What prisons, factories and social service buildings commonly lack however, is an environment decorated with youthful art. It is difficult to imagine entering an elementary school without being delighted by children’s art pinned to the walls and I question why secondary schools should be any different. In “Aesthetics and the Experience of the Arts: Towards transformations” (1980) Maxine Green states that “There is no question but that the arts have been and continue to be treated cavalierly or suspiciously in the schools…”(317). I have no wish to facilitate art installations which satisfy youthful needs to personalize school space at the expense of adult staff who may view teenage art rather differently. My proposed solution to this problem is to facilitate artworks in shared space which have only a limited life-span. In addition to designated display cases, temporary art installations of sculpture and wall-mounted works throughout the school can create opportunities for students to experiment without permanently altering shared space with wall murals. Whilst some students are happy to exhibit alone, many teenagers feel more comfortable exhibiting together and would benefit from curatorial experience. Art educator Matt Christenson explains that “when students know everyone is putting up their work, the peer dynamic in the room becomes less competitive and more supportive” (2017). It is my hope that a preponderance of fresh and enagaging temporary group art installations installed throughout the halls will positively alter the way student’s experience the space of their schools.
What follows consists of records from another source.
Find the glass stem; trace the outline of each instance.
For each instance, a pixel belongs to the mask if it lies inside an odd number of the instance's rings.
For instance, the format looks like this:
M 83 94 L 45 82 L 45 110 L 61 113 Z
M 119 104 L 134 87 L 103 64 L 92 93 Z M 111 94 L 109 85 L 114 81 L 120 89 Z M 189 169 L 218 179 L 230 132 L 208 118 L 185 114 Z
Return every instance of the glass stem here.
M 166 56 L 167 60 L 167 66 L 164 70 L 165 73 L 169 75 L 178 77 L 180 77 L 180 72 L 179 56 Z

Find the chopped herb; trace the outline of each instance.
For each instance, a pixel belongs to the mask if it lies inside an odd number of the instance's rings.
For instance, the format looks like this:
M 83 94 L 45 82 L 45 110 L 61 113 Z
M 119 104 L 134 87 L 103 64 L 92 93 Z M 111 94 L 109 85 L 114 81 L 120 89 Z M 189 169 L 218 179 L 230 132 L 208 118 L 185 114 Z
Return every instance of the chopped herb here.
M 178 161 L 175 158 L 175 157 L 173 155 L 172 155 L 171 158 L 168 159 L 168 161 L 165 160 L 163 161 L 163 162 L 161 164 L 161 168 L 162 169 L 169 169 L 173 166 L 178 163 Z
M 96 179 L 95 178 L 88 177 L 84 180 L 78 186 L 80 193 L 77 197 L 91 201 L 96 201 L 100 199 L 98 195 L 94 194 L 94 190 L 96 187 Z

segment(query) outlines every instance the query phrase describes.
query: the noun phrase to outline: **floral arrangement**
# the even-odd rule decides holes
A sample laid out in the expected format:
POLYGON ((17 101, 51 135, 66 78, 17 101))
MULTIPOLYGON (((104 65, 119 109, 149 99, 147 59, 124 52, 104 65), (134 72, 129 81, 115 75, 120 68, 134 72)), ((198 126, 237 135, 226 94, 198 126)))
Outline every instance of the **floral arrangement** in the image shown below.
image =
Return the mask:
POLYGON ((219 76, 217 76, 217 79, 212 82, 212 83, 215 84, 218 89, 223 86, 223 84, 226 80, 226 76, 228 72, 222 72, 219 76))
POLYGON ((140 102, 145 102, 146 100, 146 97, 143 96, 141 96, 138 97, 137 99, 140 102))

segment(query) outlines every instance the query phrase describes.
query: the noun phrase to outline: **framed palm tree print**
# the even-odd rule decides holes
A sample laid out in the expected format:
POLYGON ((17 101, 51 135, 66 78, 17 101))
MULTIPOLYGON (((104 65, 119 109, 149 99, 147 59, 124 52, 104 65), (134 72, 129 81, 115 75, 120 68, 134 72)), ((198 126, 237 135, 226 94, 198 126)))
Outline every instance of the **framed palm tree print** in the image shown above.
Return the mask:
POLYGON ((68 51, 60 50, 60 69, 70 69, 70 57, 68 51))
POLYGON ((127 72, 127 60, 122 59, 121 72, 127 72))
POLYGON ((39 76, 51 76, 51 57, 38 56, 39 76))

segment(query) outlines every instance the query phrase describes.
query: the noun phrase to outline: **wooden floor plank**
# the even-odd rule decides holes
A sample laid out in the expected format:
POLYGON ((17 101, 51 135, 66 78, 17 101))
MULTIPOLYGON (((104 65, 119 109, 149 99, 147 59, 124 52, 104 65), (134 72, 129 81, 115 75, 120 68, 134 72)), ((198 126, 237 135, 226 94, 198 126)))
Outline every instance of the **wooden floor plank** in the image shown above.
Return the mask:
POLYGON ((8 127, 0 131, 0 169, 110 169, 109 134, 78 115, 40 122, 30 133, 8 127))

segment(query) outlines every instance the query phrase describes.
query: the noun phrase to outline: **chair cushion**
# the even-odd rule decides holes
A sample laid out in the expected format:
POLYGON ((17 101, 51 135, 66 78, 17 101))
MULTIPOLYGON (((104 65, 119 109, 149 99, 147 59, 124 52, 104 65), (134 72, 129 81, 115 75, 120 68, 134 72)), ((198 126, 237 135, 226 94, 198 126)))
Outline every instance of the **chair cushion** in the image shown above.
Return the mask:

(excerpted from "My Inquiry...")

Ahmed, S. (2006). Introduction in Queer Phenomenology: Orientations, Objects, Others. Durham, NC: Duke University Press.


Christianson Matt (2017) The Power of Displaying Every Student Art Piece. The Art of Education University. https://theartofeducation.edu/2017/02/21/power-displaying-every-student-art-piece/


Foucault, Michel. (1995). Discipline and Punish: The Birth of the Prison. NY: Vintage


Greene, Maxine. (1980). Aesthetics and the experience of the arts: Towards transformations. The High School Journal, Vol. 63(8), pp. 316–322.


McFee, June King. (1965). Society, Art, and Education. Visual Arts Research, Vol. 42, No. 2, Looking Back, Looking Forward (Winter 2016), pp. 86-104.


Scruton, Roger. (2011). Beauty A Very Short Introduction. New York: Oxford University Press.


Tuan, Yi-Fu. (1977). Space and Place: The Perspective of Experience. Minneapolis: University of Minnesota Press.

Vancouver Heritage Foundation. (2014, July 23). Modernism in Vancouver Part One: Post War Idealism. Spacing Vancouver.